The Via Flaminia was/is a Roman road leading from the city of Rome over the Apennine Mountains to Ariminum on the coast of the Adriatic Sea. This was the major option the Romans had for travel between Etruria, Latium and Campania and the Po Valley as the mountain trails weren’t a viable option for most. It leaves Rome, goes through the mountains and ends up in Cagli. From there it descends the eastern slope through several cities on the coast and goes north to Rimini. To put things simply it was an important trade route, and the best option for travel at the time.
Gaius Flaminius originally constructed it in 220 BC. Frequent improvements were made to it during the imperial period. Augustus, when he instituted a general restoration of the roads of Italy reserved the it for himself. Vespasian constructed a new tunnel through the pass of Intercisa and later Trajan repaired several bridges along the road. In the Middle Ages it was known as the Ravenna road, as it led to the then more important city of Ravenna. Following the end of Ravenna, it fell into disuse during the Lombard period, but was partially reconstructed in the Renaissance era and continued to be of military importance down to the Napoleonic era and World War II.

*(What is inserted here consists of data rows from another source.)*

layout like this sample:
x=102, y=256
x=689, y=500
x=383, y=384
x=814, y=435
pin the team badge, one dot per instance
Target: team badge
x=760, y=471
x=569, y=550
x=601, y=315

The importance of the ancient Via Flaminia was during the period of Roman expansion in the 3rd century BC and 2nd century BC, as it was the cheaper sea route, a main axis of transportation by which wheat from the Po valley supplied Rome and central Italy. During the period of Roman decline, the Flaminia was the main road leading into the center of Italy. It was taken by Julius Caesar at the beginning of the civil war, but also by various barbarian hordes, Byzantine generals, and the like. A number of major battles were fought on or near the Via Flaminia, for example at Sentinum and near Tadinum. In the early Middle Ages, the road was controlled by the Eastern Empire and was a civilizing influence. It is part of what is known as the “Byzantine Corridor”. However, it is no longer considered convenient, as it is essentially inaccessible to modern traffic between northern Italy and the capital.